We seem to have 3200 affected files in [[Category:PDF files affected by MediaWiki restrictions]]

(In reply to comment #18)

[[Category:PDF files affected by MediaWiki restrictions]]

-> not en, Commons:
https://commons.wikimedia.org/wiki/Category:PDF_files_affected_by_MediaWiki_restrictions

lars wrote:

Long, long ago, I was a little interested in getting Wikisource
to work, and so, when I found something that didn't work, I used
to file bug reports like this one (in April 2010, mind you).

However, the tendency of every little problem to become huge and
impossible to solve has removed most of my previous interest.
Comment #17 above is one very typical example of how this happens.

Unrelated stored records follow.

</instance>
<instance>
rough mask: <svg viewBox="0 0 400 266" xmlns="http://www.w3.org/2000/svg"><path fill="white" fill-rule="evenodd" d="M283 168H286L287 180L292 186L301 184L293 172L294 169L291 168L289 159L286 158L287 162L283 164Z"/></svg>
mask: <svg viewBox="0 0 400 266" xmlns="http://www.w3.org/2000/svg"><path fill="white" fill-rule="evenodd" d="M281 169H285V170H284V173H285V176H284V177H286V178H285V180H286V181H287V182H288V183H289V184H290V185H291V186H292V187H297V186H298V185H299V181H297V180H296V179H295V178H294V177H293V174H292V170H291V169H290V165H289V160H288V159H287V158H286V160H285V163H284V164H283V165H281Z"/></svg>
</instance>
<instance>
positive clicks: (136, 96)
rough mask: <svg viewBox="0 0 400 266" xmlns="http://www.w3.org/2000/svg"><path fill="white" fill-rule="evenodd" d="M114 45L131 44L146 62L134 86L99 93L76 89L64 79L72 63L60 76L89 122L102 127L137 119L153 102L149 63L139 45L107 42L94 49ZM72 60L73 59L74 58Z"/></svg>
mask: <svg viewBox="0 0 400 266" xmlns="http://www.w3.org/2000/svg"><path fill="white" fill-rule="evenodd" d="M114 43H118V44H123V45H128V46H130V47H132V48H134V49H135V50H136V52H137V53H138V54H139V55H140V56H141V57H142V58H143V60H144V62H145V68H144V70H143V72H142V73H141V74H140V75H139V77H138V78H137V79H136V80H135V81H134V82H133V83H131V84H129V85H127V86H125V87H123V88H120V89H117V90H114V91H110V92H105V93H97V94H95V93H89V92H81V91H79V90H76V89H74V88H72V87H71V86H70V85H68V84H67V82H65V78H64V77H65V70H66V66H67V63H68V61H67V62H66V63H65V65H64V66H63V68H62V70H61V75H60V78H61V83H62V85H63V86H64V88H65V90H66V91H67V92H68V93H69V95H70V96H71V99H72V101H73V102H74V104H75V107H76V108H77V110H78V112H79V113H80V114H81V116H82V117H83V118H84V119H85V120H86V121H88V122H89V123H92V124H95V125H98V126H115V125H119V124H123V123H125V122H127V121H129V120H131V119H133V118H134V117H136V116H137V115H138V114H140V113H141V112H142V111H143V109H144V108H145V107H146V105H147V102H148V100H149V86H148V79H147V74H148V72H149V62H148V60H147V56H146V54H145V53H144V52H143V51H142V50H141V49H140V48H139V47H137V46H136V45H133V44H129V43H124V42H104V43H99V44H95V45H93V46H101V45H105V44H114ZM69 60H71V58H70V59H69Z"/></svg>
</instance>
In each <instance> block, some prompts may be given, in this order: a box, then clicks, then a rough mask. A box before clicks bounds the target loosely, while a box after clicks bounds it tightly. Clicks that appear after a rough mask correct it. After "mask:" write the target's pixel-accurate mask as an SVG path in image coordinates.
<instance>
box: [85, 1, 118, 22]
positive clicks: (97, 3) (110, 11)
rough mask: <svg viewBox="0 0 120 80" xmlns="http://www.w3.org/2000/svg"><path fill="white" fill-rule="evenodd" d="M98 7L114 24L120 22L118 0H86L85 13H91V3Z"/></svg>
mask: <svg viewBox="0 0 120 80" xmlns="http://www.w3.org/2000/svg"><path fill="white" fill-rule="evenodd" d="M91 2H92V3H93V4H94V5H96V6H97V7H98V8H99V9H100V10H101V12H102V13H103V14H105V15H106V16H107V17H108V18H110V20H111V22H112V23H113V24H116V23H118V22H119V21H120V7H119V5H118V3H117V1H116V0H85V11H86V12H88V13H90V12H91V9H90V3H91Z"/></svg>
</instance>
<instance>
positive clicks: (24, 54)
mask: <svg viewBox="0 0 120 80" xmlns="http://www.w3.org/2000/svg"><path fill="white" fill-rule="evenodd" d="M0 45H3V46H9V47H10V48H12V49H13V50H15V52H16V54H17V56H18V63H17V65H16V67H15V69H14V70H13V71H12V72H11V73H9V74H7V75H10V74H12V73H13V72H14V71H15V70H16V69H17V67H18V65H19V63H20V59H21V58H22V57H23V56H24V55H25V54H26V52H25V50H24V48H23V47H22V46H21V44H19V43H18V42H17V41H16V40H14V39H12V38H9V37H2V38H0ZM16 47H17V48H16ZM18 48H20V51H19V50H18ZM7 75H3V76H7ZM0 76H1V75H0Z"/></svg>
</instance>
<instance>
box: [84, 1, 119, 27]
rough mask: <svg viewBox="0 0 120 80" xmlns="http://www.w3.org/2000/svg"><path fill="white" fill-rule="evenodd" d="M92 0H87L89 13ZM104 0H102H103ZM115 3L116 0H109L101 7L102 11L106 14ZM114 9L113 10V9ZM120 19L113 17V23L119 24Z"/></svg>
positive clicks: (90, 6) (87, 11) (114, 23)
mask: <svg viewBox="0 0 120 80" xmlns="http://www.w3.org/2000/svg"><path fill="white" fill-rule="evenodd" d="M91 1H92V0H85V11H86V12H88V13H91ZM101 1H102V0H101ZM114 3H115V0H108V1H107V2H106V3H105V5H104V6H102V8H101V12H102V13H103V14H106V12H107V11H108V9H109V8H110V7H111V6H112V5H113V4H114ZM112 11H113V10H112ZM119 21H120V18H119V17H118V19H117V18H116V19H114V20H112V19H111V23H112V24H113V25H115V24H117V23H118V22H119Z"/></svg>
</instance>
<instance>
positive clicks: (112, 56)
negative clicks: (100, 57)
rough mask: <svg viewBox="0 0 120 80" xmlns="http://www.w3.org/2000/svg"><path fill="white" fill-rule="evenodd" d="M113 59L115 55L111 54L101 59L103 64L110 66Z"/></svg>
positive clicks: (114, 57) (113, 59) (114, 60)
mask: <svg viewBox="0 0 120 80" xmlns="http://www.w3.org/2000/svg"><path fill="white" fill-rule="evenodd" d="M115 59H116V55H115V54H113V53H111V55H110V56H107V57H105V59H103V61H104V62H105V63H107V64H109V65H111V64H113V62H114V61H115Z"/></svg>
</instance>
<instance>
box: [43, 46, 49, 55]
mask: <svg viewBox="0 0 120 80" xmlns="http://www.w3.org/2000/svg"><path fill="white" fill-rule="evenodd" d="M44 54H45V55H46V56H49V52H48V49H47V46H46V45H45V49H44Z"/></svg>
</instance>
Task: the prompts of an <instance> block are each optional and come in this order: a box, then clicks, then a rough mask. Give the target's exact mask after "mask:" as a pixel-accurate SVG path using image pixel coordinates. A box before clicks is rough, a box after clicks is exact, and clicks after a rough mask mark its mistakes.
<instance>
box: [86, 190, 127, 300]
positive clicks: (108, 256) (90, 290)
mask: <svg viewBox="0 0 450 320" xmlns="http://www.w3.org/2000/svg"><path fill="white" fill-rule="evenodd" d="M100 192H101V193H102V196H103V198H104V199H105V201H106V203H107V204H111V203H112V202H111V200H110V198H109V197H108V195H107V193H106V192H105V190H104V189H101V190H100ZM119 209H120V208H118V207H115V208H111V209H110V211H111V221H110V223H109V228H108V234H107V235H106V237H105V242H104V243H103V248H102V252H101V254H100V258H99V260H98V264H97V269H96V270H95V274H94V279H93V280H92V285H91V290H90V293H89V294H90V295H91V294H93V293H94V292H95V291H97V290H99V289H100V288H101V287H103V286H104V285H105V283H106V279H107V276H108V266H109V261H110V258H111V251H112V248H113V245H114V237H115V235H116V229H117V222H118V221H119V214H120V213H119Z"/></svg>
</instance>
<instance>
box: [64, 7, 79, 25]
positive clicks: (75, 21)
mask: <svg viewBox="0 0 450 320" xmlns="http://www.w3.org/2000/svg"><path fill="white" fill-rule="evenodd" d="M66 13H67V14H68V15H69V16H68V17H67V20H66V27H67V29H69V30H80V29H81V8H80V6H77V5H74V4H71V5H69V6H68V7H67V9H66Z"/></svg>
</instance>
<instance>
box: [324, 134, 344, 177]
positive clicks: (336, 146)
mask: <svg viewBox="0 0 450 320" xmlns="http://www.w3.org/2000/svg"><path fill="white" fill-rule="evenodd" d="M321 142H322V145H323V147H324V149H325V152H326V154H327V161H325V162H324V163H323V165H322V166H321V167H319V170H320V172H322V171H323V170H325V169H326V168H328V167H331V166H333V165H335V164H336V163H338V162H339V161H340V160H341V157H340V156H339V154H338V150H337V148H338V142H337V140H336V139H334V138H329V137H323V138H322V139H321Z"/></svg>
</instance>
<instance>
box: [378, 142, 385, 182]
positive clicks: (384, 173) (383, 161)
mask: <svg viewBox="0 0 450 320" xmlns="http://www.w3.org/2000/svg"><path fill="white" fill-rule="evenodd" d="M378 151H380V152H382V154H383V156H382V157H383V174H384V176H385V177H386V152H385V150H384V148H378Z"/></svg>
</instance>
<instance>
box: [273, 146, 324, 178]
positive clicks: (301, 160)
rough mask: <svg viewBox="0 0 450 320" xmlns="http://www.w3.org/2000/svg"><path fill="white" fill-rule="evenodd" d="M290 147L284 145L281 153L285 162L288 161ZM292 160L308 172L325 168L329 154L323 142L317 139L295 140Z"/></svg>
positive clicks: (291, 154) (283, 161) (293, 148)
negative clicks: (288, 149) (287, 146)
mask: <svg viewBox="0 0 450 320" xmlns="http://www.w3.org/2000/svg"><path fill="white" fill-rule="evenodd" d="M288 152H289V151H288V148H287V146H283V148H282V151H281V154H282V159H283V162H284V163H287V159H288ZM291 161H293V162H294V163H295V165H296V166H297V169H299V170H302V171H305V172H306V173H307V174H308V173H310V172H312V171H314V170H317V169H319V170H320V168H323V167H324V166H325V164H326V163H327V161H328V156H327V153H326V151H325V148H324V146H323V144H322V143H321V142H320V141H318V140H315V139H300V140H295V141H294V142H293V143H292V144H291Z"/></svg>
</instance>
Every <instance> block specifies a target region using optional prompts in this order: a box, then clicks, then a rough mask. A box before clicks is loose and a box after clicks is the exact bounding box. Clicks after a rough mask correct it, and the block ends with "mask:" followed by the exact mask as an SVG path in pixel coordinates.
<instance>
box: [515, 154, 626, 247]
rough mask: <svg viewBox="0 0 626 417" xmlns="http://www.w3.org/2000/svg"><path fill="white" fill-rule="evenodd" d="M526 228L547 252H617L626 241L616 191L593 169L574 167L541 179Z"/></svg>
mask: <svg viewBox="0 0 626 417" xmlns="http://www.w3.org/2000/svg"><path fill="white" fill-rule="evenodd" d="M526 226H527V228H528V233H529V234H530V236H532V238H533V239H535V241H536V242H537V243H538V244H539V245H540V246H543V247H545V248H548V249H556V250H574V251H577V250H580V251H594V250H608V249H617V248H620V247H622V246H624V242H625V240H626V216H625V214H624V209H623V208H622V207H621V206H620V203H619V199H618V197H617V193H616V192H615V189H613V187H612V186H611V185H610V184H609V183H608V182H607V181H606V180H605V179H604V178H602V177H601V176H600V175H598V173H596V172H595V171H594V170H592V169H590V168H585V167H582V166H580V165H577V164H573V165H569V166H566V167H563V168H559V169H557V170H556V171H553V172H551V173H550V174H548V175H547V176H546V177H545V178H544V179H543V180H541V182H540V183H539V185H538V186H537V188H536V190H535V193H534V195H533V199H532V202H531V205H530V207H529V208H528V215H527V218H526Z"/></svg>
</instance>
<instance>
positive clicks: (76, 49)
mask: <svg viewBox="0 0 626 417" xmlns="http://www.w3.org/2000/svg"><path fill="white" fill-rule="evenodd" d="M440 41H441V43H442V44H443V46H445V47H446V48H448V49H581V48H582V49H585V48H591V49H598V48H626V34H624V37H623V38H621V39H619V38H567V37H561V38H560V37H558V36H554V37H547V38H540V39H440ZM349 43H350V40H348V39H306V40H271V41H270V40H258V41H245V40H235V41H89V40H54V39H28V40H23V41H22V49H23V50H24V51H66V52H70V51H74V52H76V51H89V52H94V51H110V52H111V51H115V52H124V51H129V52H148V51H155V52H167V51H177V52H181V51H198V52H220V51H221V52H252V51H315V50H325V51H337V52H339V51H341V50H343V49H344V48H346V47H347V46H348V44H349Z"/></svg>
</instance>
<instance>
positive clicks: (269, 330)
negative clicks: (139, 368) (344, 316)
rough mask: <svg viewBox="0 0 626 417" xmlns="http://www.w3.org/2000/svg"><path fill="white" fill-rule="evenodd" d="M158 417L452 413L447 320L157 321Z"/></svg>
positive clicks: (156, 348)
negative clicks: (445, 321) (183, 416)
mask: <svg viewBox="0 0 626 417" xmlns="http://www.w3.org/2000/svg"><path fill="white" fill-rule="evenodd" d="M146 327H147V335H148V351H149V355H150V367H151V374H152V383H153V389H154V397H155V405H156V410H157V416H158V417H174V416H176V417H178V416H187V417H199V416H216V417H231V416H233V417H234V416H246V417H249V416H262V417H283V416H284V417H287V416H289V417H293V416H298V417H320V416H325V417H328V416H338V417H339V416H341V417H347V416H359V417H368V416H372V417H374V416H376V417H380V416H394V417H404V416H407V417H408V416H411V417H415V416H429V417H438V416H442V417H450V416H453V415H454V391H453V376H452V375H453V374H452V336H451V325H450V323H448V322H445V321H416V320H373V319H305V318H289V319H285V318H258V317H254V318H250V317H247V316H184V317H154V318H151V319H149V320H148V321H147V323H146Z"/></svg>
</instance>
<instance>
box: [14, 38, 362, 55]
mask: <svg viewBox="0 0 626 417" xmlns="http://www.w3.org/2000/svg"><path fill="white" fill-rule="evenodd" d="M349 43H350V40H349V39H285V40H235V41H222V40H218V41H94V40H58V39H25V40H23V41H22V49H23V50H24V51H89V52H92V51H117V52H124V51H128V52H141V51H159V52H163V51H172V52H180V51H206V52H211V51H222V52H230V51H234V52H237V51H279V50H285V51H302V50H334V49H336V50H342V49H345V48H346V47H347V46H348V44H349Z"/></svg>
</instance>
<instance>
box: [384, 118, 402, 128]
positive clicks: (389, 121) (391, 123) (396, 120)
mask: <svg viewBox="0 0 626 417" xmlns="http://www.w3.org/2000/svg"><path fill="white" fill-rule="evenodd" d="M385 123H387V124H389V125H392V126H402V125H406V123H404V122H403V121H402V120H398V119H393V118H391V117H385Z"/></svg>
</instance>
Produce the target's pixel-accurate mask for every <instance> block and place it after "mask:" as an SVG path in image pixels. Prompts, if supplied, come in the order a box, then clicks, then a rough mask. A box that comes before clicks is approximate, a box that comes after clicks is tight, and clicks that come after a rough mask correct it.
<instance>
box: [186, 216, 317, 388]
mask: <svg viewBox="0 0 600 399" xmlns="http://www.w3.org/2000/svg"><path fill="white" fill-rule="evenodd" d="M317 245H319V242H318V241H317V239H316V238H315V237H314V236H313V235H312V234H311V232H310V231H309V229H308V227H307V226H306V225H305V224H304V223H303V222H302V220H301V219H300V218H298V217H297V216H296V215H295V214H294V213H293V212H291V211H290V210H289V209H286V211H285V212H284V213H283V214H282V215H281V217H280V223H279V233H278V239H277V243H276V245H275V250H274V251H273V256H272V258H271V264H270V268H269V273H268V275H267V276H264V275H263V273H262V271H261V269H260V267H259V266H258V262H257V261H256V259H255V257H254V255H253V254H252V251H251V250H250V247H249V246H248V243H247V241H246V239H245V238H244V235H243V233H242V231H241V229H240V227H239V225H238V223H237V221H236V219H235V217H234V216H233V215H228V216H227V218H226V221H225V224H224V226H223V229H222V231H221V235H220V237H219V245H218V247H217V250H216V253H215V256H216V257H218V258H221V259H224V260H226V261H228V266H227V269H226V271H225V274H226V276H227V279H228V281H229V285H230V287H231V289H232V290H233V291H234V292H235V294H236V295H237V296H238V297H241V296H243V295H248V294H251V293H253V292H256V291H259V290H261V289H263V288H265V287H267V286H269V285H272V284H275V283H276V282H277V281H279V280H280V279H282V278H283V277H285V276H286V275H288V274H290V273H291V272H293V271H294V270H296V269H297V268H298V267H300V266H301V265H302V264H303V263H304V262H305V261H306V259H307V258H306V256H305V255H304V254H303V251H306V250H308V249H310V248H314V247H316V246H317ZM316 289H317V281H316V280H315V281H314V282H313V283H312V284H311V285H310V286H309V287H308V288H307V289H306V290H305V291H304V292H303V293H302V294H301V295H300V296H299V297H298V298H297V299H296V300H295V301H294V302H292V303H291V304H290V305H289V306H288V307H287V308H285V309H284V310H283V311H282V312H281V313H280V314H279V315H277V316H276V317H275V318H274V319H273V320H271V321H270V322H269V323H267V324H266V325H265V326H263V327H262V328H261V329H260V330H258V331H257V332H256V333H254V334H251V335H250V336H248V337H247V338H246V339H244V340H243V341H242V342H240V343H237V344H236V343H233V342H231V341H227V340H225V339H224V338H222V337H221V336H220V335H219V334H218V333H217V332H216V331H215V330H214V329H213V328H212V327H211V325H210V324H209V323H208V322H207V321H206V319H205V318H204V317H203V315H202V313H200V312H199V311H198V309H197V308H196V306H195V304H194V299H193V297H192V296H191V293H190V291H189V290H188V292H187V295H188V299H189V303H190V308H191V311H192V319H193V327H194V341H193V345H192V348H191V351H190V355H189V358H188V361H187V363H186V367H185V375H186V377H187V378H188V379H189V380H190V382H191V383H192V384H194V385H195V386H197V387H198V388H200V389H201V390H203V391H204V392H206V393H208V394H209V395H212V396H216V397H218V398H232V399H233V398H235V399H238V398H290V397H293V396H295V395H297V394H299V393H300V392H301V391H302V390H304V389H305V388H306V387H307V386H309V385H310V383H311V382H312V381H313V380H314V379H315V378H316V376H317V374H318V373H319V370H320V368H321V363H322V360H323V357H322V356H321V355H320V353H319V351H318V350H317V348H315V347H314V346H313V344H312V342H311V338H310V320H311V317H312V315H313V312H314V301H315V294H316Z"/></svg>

Three years have passed. I leave it to others to try to get
Wikisource to work. I have another project to work on.
Have a good life.

(In reply to comment #20)

Long, long ago, I was a little interested in getting Wikisource
to work, and so, when I found something that didn't work, I used
to file bug reports like this one (in April 2010, mind you).

However, the tendency of every little problem to become huge and
impossible to solve has removed most of my previous interest.
Comment #17 above is one very typical example of how this happens.

Three years have passed. I leave it to others to try to get
Wikisource to work. I have another project to work on.
Have a good life.

Indeed this is very frustrating. As domas said on some other bug, it doesn't matter whose fault it is; what matters is that the site is broken for the users (and readers).

I think it's useful to discover that the problem lies in some PDF error, that might even be something users can "easily" solve themselves without waiting years for a bug fix; if we decide not to work around library restrictions, though, this doesn't make the problem disappear.
In other words, what are users supposed to do in order to fix those PDFs? Are there standard commands to do so? We could for instance run a bot on Commons (this bug would be moved to Wikimedia>General), or at least make the error more useful.

(In reply to comment #21)

I think it's useful to discover that the problem lies in some PDF error, that
might even be something users can "easily" solve themselves without waiting
years for a bug fix;

How?

if we decide not to work around library restrictions,
though, this doesn't make the problem disappear.

Which library restriction would you exactly like to work around here and how?

With which exact incentive was this bug report reopened? We cannot easily fix broken damaged PDF files that were uploaded, so what is the expectation?
(The feature requests in comment 16 should be separate bug reports as I write in comment 17). As I wrote before, a Ghostscript update very likely won't fix the issue in comment 0, and the different issue in comment 4 vanished.

If you are after better error message propogation etc, please make that a different enhancement request. For the testcases in comment 0 and comment 4 on this bug report, I still consider this bug report INVALID.

(In reply to comment #22)

(In reply to comment #21)

I think it's useful to discover that the problem lies in some PDF error, that
might even be something users can "easily" solve themselves without waiting
years for a bug fix;

How?

pdfimages works, apparently.

[editconflict]

I had a look at a non-representative amount of PDF files taken from https://commons.wikimedia.org/wiki/Category:PDF_files_affected_by_MediaWiki_restrictions

I encountered the following problems:

-> There is no "real" fix for those files. One could higher the limits but this would had an impact on the server performance.

-> Possible fix: Repair those files by bot or use another software which is less strict to process PDF files. Though changing the viewer could also introduce more problems or new bugs...

(In reply to comment #23)

pdfimages works, apparently.

$: man pdfimages
Pdfimages saves images from a Portable Document Format...

pdfimages does not save a PDF file as JPEG. It only extracts images from PDF files!?

(In reply to comment #18)

We seem to have 3200 affected files in https://commons.wikimedia.org/wiki/Category:PDF_files_affected_by_MediaWiki_restrictions

I fixed 99% of all files.

(In reply to comment #26)

(In reply to comment #18)

We seem to have 3200 affected files in https://commons.wikimedia.org/wiki/Category:PDF_files_affected_by_MediaWiki_restrictions

I fixed 99% of all files.

Wonderful, let's consider this bug fixed (you deserve a medal!). There are two more bugs opened for some of the remaining files, which probably hit the resource limitations you mentioned.
Making MediaWiki work with such files by using lpr/CUPS or whatever would also be another request.